Exame de AIE



Anemia Infecciosa Equina (AIE)

Introdução
A Anemia Infecciosa Eqüina (AIE) é uma doença viral que atinge todos os membros da família dos Eqüídeos. Todas as raças e idades são suscetíveis, porém, animais subnutridos, parasitados e debilitados têm maior predisposição. A AIE é causada por um vírus da família Retroviridae sub-família Lentivirinae, e está relacionado ao vírus da imunodeficiência humana, bovina e felina e também com o vírus da artrite-encefalite caprina e o vírus ovino Maedi/Visna.

Ocorrência
O vírus da AIE tem distribuição mundial especialmente em regiões úmidas e pantanosas onde existe uma grande quantidade de vetores. A doença foi reconhecida e descrita pela primeira vez em 1843 na França e desde então tem sido reportada em todos os continentes.
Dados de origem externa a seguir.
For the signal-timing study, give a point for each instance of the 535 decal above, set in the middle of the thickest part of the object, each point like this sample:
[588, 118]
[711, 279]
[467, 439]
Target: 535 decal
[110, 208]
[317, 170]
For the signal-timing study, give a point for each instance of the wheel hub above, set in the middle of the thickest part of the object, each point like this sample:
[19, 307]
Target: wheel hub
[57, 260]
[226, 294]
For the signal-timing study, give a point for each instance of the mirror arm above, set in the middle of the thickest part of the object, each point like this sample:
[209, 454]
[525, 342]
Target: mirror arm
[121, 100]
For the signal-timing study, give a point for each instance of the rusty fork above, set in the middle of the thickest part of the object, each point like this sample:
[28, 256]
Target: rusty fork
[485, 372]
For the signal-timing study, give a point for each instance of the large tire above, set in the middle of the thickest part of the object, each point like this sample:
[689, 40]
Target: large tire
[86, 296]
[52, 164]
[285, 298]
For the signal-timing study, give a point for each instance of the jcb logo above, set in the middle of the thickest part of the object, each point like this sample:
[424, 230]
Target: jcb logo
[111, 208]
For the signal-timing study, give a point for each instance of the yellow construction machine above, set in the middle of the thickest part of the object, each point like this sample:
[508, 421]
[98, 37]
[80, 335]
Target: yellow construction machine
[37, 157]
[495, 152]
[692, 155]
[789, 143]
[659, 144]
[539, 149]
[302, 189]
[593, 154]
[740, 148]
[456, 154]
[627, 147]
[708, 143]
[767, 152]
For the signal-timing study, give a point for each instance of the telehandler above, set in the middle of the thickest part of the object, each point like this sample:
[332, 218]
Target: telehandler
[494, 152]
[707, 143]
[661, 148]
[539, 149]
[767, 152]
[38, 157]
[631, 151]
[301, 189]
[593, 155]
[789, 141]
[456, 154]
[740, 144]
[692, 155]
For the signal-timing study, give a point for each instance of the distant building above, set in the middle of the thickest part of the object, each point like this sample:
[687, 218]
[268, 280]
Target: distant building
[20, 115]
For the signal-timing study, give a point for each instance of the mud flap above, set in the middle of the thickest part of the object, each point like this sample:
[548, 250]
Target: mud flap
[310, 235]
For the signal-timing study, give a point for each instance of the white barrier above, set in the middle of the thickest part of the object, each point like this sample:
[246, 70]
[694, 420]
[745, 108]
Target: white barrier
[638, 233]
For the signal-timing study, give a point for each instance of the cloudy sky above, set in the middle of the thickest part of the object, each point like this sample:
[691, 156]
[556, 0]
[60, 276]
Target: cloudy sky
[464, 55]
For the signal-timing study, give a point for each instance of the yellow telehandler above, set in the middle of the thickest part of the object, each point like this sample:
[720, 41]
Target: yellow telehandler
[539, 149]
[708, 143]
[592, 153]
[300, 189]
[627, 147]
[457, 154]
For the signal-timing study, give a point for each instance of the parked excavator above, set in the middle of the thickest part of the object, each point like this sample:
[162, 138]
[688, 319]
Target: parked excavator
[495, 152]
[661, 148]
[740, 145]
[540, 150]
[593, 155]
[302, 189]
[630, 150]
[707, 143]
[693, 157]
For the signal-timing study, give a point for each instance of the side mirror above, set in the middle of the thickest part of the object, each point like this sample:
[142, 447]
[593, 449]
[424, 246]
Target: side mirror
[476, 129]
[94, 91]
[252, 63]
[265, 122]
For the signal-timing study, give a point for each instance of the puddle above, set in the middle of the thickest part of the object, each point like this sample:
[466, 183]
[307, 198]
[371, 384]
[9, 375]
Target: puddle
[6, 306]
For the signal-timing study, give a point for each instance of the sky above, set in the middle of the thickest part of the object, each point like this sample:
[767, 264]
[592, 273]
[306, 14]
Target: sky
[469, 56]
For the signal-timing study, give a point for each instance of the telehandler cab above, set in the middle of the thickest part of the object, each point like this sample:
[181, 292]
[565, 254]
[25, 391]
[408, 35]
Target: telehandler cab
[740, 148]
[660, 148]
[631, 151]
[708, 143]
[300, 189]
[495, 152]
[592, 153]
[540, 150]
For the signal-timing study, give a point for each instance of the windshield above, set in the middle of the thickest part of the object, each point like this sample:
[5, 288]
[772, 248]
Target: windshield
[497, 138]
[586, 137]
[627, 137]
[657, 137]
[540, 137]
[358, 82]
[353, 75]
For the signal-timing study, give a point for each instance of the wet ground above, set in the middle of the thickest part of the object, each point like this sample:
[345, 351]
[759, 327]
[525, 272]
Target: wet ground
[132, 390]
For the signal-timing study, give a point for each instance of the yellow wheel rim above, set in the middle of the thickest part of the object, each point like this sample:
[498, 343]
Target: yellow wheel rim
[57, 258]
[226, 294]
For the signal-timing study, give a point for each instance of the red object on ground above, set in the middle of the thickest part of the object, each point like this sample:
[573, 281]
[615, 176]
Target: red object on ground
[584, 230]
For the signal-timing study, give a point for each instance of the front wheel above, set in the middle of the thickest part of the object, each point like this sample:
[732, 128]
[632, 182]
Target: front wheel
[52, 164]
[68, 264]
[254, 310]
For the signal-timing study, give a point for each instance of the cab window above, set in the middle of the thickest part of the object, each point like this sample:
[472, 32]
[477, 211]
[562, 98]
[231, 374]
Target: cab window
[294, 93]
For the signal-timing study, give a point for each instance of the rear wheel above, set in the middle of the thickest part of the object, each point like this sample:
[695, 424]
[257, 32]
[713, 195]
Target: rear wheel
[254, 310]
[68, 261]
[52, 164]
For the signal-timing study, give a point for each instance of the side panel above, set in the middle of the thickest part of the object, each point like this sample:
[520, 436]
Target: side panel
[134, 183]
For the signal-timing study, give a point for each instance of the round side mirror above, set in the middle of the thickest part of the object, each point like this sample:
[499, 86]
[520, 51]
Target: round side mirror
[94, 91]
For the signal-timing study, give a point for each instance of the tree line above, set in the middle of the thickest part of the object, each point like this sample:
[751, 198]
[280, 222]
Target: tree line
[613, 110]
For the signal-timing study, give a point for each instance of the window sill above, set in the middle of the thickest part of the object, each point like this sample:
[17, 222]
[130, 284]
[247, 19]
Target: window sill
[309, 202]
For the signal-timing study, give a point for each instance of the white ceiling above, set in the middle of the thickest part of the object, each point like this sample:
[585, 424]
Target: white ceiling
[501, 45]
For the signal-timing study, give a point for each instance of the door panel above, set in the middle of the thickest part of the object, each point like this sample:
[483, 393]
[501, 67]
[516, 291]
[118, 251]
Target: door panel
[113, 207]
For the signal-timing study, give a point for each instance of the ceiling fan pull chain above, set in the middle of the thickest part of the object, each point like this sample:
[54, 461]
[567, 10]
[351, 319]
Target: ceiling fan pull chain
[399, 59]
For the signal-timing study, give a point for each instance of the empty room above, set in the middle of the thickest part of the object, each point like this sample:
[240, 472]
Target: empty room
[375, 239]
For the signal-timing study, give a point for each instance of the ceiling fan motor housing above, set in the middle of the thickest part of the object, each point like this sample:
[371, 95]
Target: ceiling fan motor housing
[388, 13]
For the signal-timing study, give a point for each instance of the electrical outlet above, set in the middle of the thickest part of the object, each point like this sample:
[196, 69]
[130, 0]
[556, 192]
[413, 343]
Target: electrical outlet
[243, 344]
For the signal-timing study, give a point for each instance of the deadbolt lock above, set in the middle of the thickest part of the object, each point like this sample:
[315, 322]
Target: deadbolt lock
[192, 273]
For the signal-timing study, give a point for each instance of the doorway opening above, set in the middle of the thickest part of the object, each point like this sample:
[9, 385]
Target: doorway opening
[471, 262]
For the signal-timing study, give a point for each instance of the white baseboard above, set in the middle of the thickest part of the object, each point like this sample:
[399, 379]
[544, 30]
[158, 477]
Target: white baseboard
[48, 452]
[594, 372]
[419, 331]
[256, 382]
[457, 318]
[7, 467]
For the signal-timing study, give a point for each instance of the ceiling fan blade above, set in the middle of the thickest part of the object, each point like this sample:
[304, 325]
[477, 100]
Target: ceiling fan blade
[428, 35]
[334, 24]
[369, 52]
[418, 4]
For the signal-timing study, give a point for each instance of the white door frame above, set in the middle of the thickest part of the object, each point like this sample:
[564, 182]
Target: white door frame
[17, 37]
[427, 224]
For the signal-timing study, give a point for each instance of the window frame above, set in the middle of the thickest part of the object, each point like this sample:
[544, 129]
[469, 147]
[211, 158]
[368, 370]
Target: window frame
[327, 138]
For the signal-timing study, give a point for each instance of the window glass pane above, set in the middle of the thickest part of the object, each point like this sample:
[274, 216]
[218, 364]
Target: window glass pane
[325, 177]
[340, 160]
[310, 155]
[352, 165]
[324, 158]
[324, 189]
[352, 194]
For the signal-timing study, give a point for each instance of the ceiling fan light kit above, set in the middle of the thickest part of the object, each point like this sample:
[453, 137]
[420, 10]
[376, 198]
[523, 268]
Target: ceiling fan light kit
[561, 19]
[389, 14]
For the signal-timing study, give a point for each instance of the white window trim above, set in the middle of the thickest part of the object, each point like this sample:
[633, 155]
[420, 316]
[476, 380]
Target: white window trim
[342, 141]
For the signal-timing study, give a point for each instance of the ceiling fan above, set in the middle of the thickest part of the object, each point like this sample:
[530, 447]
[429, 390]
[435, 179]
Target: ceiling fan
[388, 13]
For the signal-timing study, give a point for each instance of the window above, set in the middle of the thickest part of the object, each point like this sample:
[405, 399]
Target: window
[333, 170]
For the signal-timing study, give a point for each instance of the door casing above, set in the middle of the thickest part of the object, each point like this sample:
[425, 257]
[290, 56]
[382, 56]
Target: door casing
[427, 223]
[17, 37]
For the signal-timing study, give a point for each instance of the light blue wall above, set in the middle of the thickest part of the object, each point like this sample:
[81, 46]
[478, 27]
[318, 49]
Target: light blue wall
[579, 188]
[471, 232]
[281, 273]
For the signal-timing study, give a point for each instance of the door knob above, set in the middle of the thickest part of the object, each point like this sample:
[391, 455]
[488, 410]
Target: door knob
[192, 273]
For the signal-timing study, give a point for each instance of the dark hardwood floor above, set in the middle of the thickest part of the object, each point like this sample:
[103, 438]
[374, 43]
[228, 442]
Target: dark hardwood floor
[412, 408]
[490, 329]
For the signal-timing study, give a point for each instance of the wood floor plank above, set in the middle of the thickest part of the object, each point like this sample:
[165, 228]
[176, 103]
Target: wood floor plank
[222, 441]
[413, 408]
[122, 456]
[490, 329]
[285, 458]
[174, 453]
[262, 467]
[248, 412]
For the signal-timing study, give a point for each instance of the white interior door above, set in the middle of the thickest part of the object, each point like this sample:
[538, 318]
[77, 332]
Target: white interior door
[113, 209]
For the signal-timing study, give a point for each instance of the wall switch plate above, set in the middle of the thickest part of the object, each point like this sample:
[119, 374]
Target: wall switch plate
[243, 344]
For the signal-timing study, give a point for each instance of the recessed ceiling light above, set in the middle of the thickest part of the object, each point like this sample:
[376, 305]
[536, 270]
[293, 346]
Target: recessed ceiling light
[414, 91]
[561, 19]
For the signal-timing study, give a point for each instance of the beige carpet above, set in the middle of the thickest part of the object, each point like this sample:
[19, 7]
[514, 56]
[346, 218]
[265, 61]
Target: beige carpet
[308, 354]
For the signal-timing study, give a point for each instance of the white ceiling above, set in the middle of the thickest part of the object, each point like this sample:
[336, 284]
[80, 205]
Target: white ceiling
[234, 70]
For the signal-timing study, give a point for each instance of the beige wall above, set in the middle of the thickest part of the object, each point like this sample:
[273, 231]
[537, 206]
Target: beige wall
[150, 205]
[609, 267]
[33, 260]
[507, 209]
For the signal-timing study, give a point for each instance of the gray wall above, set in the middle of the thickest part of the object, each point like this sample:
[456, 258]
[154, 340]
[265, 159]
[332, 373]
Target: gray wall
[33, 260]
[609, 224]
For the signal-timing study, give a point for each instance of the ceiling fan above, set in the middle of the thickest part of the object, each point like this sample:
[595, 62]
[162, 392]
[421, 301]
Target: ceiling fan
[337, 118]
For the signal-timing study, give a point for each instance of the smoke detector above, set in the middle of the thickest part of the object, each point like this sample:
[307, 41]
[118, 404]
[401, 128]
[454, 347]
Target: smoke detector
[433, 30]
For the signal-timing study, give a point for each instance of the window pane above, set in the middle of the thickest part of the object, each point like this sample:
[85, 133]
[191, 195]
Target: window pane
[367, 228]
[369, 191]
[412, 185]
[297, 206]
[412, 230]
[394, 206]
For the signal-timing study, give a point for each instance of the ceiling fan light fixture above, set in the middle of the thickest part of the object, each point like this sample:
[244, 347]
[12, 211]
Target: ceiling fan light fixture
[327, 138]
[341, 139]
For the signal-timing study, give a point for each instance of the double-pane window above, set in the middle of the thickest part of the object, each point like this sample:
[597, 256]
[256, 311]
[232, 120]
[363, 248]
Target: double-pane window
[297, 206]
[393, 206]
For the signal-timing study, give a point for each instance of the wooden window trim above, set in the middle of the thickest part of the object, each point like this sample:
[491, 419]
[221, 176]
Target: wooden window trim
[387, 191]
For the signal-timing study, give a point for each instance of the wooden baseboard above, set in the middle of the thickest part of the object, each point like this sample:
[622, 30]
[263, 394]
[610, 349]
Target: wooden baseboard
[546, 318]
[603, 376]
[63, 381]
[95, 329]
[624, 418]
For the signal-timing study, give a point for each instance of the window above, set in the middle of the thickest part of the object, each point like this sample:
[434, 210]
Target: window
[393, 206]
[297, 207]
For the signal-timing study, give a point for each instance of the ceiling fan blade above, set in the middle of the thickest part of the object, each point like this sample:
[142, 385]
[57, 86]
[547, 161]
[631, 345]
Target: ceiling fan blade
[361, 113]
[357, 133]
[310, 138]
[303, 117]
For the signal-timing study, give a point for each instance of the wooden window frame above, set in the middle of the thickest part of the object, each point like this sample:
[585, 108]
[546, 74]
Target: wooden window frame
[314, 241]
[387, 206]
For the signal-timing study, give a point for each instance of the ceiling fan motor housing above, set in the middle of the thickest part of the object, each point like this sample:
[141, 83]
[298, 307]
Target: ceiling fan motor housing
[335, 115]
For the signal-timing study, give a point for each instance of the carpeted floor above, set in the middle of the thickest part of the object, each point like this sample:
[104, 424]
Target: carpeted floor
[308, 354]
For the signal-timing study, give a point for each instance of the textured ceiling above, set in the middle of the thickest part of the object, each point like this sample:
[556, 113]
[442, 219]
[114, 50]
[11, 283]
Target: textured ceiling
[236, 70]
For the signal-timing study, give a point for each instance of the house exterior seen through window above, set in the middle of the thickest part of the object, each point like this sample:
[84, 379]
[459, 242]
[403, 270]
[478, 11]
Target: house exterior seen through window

É conhecida nos EUA desde 1896. Uma vez que a doença acomete somente membros da família dos eqüídeos, o animal infectado é o único reservatório da doença.
A taxa de morbidade varia de país para país (EUA = 1,5% a 2%; Canadá = 6%; Alemanha = 1,6%; Argentina = 15% a 25%), mas pode chegar a 100% em fazendas endemicamente infectadas onde há uma densa população do vetor e do hospedeiro. No Brasil, estima-se que no Pantanal a prevalência chega a 40%.

Sinais Clínicos
Os sinais clínicos da doença são bastante variáveis e podem produzir 3 diferentes síndromes: aguda, crônica e inaparente (carreador). Uma vez infectados, os animais persistem como carreadores do vírus pelo resto da vida.
Os sinais clínicos da forma aguda são não-específicos podendo ocorrer uma febre inicial de curta duração (menos de 24 horas). Como resultado, os proprietários ou veterinários podem não observar este sintoma inicial e este animal pode estar aparentemente saudável e ter contato com os demais animais. Normalmente, esta forma não é comum após a transmissão natural por tabanídeos, pois a quantidade de vírus transmitida por estes insetos geralmente é baixa.